Patrick Kadour, un riverain, a entendu l'avion chuter en direct. "Au début, j'ai entendu un bruit bizarre dans le ciel, se souvient le retraité. J’ai tourné la tête et j’ai vu ce petit avion à 80 mètres de hauteur, avec une aile relevée".
Cette aile est-elle à l'origine de l'accident ? "Il est trop tôt pour le dire", répond le capitaine de gendarmerie. "On ne sait pas si cette aile a été défaillante ou si la défaillance provient d’une autre cause. Elle peut provenir de plusieurs origines. Par exemple, pour certains accidents, afin de savoir s'il y a eu une panne de moteur, on va analyser l'essence, voir en amont si celle-ci n'a pas été contaminée. Là, c'est pareil"
Toutes les causes susceptibles vont être analysées. Parfois, c'est flagrant, parfois, on procède par élimination. Là, ce n'est pas flagrant.
Franck BeaugrandGendarmerie des transports aériens de Bordeaux Mérignac
"C'est complexe, car il s'agit d'un ULM"
Difficile de dire quand le BEA remettra son rapport. Cela peut parfois prendre plusieurs années. En attendant, l'enquête se poursuit. Elle a été confiée à la gendarmerie départementale et à la Compagnie de Gendarmerie du Transport aérien de Bordeaux-Mérignac. Cette dernière a détaché quatre enquêteurs sur cet accident d'ULM. Ils se concentrent sur la partie technique aéronautique. Ils vérifient la conformité administrative de l'avion (un ULM de type classe 3), celle du pilote et de ses qualifications, ainsi que celle du vol. Ils sont également en train d'étudier la météo et les conditions de vol le jour de l'accident ainsi que la trajectoire de l'ULM.

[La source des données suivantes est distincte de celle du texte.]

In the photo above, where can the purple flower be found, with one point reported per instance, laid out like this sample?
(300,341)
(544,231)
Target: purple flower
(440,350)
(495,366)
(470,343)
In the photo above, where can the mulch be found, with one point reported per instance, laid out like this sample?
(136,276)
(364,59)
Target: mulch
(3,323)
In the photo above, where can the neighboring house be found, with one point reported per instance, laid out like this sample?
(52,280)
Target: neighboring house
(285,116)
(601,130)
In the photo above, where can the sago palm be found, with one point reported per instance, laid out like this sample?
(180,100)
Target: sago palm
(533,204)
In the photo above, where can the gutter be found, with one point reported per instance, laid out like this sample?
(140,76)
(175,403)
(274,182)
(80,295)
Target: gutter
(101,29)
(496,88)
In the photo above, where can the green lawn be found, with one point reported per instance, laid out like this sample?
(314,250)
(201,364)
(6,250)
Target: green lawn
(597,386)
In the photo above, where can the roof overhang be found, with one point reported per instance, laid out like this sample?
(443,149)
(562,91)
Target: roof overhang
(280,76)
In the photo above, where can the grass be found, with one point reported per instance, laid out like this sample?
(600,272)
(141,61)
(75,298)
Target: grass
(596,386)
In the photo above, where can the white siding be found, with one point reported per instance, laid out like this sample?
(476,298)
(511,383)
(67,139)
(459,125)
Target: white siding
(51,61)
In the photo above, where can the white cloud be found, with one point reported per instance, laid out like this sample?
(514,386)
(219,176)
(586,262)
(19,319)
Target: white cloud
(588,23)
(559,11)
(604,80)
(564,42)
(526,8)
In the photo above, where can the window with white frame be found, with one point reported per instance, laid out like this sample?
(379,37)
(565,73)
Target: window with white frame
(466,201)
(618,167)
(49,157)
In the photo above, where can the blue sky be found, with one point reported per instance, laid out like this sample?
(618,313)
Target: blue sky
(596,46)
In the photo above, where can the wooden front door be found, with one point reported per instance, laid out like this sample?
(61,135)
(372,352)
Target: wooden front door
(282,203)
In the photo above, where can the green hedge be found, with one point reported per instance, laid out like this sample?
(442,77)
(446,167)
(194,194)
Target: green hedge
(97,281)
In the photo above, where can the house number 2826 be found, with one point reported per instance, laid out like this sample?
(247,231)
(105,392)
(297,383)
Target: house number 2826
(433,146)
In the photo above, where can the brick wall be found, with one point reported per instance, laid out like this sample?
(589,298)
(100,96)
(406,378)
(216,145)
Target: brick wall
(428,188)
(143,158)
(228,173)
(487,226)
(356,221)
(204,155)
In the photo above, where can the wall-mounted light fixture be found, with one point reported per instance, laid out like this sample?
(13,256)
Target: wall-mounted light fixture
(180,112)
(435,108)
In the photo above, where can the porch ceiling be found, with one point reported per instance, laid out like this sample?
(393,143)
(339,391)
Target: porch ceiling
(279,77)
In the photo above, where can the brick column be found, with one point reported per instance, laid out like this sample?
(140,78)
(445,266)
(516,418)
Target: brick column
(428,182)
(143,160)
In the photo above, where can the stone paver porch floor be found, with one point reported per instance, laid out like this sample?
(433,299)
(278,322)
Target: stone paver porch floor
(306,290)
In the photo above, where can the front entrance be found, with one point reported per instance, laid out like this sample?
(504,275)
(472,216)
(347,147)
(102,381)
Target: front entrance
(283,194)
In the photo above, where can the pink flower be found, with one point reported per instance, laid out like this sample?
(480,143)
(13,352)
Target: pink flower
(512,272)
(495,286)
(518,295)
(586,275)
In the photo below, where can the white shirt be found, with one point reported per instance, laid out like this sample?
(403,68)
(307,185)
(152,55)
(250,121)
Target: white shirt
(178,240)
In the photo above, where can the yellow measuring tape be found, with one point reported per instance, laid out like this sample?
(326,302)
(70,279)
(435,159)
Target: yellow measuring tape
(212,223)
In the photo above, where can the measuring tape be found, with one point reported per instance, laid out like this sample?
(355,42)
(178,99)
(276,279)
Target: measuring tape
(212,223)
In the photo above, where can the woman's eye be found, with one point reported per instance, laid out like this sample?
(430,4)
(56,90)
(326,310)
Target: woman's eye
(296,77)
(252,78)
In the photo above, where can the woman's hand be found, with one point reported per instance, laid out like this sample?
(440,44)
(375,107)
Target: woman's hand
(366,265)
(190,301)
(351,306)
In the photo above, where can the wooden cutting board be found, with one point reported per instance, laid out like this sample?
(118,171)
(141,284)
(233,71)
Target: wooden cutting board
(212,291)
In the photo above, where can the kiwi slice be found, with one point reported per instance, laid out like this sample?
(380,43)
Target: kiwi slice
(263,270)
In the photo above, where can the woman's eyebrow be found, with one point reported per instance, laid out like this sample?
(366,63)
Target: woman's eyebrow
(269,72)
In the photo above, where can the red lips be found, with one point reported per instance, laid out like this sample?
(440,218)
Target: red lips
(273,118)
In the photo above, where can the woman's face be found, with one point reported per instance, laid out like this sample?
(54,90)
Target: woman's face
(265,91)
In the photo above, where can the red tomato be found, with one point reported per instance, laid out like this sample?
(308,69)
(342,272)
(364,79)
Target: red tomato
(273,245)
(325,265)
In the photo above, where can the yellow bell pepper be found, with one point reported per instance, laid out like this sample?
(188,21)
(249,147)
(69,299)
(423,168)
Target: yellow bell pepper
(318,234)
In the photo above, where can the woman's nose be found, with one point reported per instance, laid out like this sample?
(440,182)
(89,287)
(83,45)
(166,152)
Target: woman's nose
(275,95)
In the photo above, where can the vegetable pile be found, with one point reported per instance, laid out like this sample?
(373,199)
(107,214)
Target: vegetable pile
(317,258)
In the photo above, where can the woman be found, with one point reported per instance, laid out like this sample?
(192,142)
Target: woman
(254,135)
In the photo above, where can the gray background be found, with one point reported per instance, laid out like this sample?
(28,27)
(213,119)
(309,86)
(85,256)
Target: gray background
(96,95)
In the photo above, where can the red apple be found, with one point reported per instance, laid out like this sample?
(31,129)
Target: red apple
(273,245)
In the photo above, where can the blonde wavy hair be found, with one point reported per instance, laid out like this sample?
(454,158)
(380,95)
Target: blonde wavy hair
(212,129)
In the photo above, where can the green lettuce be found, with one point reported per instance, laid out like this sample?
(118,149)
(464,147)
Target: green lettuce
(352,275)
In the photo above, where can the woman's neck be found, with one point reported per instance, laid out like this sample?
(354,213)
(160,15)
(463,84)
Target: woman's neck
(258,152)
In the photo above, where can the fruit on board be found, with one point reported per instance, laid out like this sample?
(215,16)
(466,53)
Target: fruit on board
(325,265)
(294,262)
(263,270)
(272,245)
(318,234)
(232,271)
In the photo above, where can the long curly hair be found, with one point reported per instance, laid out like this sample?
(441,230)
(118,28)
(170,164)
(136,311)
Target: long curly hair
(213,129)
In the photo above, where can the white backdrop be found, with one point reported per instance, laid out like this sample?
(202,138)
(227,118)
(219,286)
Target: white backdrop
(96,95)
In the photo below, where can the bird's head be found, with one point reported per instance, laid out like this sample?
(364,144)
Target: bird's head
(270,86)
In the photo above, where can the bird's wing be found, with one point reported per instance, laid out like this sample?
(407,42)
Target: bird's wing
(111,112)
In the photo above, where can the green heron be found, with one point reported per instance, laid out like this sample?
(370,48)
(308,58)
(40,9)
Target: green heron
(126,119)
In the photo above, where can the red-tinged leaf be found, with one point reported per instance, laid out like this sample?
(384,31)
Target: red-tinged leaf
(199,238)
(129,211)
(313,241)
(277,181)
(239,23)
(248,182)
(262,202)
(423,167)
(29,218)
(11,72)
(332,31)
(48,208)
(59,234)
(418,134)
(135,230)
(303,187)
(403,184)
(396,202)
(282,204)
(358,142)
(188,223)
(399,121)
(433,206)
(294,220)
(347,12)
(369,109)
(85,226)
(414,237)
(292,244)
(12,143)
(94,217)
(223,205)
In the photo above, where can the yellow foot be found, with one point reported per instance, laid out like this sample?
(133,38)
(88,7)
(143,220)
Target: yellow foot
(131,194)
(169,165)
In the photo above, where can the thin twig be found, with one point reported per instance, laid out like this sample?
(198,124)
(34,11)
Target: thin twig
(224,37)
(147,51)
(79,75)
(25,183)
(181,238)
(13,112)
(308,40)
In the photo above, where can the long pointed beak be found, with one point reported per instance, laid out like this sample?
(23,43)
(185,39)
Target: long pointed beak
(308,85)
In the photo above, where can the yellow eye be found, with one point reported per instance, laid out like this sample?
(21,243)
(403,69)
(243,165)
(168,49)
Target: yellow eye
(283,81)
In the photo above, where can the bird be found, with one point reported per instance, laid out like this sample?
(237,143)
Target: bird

"C'est complexe, car il s'agit d'un ULM, confie Franck Beaugrand. Il n'est pas tenu à la même réglementation qu'avion de tourisme. Il n'y a pas non plus de transpondeur ni de contact obligatoire".
Un propriétaire, qui aurait un terrain suffisamment grand, peut décoller de chez lui s'il a obtenu de la préfecture un arrêté l'y autorisant. "Là en l'occurrence, l'ULM avait l'autorisation de décoller d'un terrain privé dont l'une des deux victimes était propriétaire. Mais à ce stade de l'enquête, on ne sait pas si c'est de là qu'ils ont décollé".
Drone et modélisation
Les gendarmes de la BGTA travaillent également sur un document précieux pour l'enquête. Une modélisation réalisée avec un drone. "Elle nous a permis de figer la zone de l'accident avant toute détérioration, avant même la désincarcération des deux victimes, précise le capitaine de gendarmerie. Cela va pouvoir aider le BEA".
Cette technique qui existe depuis l'apparition des drones, déjà utilisée lors d'accidents de voitures ou d'incendie de maisons, présente de nombreux avantages. "C'est un regard supplémentaire qui peut être très intéressant dans l'enquête. Avant, nous n'avions que la photographie. Là, on est en 3D, avec un point de vue qu'on ne peut pas obtenir en photo. On peut modéliser et tourner autour d’une scène".
On peut prendre du dessus, voire de très haut, pour observer des traces qu’on ne verrait pas à l'oeil nu.
Franck BeaugrandGendarmerie des transports aériens de Bordeaux Mérignac
Cette modélisation est en cours d'exploitation, avant d'être éventuellement transmise à la section de recherche qui travaille également sur l'accident ou à l'Institut de recherche criminelle de la gendarmerie nationale. "On ne le fait pas systématiquement, mais cela permet d'avoir un regard. Ils ont une expertise et des outils supplémentaires". Régulièrement, certains choix seront faits en concertation avec le BEA. "On communique nos avancées avec les autres services et ils nous disent s'ils veulent des pièces supplémentaires".
Nulle ne sait quand les enquêteurs du BEA quitteront la Gironde et encore moins quand ils rendront leurs conclusions officielles. En attendant, un long travail de collaboration est engagé avec la BGTA. La Brigade de Gendarmerie des Transports Aériens de Bordeaux restera dans les mois qui viennent à la croisée des recherches effectuées dans le cadre de cette enquête. En parallèle, elle continue son travail habituel de contrôle et de surveillance dans le secteur aérien.